Hopkinson N D, Muir K R, Oliver M A, Doherty M, Powell R J
Department of Immunology, Queen's Medical Centre, Nottingham, United Kingdom.
Ann Rheum Dis. 1995 Nov;54(11):891-5. doi: 10.1136/ard.54.11.891.
To determine the geographical distribution of cases of systemic lupus erythematosus (SLE) in a defined geographical area in the East Midlands, UK, and, in particular, to search for spatial variation in cases that may implicate the role of environmental factors in SLE aetiology.
Six methods of case ascertainment were used. The postcode of the patient's domicile at time of first definite symptom of SLE was used for analysis which included case mapping, probability mapping by electoral ward, and variogram analysis.
The study area population of 613,700 contained 200 SLE patients, 188 of whom experienced their first symptom whilst residing in the area.

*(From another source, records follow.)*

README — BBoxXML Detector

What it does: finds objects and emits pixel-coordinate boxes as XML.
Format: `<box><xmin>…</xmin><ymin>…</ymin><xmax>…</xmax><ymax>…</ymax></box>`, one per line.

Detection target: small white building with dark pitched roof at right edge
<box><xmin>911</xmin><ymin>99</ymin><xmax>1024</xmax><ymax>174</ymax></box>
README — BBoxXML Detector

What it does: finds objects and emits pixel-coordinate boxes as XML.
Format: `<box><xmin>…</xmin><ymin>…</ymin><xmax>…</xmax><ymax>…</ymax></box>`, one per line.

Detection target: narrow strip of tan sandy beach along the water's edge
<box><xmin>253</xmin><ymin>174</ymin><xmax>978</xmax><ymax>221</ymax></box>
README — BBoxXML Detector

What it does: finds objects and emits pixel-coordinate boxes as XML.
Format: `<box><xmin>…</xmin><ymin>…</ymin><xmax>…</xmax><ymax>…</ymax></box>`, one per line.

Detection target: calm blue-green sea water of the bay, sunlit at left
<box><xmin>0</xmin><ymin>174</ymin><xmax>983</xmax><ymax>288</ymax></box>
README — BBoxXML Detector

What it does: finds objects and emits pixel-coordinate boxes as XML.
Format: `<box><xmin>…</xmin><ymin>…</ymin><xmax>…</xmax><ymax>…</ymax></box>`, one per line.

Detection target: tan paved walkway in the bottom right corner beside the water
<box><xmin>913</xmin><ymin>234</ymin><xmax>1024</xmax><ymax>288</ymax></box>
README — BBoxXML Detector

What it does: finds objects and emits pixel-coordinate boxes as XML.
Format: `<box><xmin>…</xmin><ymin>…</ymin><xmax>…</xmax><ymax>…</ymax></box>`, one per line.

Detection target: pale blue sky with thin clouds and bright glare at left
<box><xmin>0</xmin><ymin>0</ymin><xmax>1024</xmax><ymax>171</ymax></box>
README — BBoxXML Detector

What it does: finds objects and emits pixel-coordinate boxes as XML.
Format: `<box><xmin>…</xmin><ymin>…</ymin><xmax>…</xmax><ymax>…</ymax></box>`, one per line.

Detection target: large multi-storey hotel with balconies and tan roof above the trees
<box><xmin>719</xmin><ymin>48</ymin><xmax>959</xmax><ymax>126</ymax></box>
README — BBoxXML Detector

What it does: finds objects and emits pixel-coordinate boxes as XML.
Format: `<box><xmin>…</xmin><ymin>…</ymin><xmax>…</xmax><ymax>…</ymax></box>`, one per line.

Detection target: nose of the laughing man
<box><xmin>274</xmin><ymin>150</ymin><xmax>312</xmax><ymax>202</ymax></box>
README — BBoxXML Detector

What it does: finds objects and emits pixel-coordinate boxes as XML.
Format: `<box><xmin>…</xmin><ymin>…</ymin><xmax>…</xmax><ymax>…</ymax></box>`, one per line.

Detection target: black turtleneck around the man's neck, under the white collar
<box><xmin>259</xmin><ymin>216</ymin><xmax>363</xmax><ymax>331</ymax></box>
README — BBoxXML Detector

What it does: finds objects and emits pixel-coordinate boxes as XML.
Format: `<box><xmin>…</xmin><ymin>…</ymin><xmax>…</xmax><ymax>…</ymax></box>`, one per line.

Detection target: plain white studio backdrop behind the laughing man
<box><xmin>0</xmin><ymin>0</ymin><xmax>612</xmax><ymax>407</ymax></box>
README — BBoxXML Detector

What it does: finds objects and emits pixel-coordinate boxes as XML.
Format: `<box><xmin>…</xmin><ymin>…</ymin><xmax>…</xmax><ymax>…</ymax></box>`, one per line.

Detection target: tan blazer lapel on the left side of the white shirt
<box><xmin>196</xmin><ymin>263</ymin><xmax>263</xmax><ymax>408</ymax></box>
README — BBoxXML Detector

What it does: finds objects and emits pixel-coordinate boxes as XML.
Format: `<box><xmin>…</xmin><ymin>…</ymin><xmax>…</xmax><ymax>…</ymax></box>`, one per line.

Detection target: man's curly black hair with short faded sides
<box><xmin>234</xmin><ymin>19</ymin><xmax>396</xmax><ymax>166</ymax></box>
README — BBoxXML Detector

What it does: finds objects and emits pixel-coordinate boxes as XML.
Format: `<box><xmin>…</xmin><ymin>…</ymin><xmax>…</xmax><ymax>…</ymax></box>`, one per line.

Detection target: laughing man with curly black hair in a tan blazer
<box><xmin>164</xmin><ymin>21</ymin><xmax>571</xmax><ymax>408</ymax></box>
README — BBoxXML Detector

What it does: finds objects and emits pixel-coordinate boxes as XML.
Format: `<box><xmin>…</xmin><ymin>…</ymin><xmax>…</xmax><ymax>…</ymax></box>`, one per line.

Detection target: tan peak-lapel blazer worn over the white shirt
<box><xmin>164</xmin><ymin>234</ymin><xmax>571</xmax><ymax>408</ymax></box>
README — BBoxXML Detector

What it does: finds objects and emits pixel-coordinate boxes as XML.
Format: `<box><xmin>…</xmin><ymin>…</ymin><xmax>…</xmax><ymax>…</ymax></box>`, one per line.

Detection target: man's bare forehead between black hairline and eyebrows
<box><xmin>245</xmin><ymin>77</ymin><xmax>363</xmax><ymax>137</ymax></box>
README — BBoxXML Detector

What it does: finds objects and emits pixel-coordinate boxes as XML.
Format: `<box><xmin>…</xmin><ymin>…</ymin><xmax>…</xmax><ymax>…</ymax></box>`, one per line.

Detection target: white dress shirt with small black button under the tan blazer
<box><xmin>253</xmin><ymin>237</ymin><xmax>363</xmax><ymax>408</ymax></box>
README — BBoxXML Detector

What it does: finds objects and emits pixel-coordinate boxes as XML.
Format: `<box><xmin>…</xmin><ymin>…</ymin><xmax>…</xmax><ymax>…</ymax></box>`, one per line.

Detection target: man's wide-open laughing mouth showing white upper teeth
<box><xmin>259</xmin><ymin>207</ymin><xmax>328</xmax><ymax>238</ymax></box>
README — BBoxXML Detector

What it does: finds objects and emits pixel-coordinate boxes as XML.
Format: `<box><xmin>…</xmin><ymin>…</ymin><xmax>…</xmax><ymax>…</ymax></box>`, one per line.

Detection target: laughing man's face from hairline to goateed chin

Case mapping revealed 12 SLE patients residing within an area of one square mile, including four men and six patients with RNP antibodies. The use of probability mapping showed five wards in close proximity to each other to have a greater number of SLE cases than would be expected by chance (p < 0.1). The 'cluster' of patients seen on the case map fell into two wards which showed a significant excess of cases only when combined (p = 0.006). The variogram of the incidence rates for each ward did not confirm any structure or pattern to the distribution of cases for the whole area.
Some areas have a greater than expected prevalence of SLE. The normal result from variogram analysis suggests that the cause(s) for these excess number of cases does not have an effect across the whole study area.
确定英国东米德兰兹特定地理区域内系统性红斑狼疮(SLE)病例的地理分布,特别是寻找病例中的空间差异,这可能暗示环境因素在SLE病因学中的作用。
采用六种病例确诊方法。将SLE首次出现明确症状时患者住所的邮政编码用于分析,包括病例地图绘制、按选区进行概率制图以及变异函数分析。
研究区域人口为613,700人,其中有200例SLE患者,其中188例在该地区居住期间首次出现症状。病例地图显示,在一平方英里的区域内有12例SLE患者,其中包括4名男性和6名有核糖核蛋白(RNP)抗体的患者。概率制图显示,有五个彼此相邻的选区SLE病例数比预期的偶然发生率要多(p < 0.1)。病例地图上看到的患者“聚集区”分布在两个选区,仅在合并时才显示出显著的病例过多情况(p = 0.006)。每个选区发病率的变异函数并未证实整个区域病例分布存在任何结构或模式。
一些地区SLE患病率高于预期。变异函数分析的正常结果表明,这些病例数过多的原因并未对整个研究区域产生影响。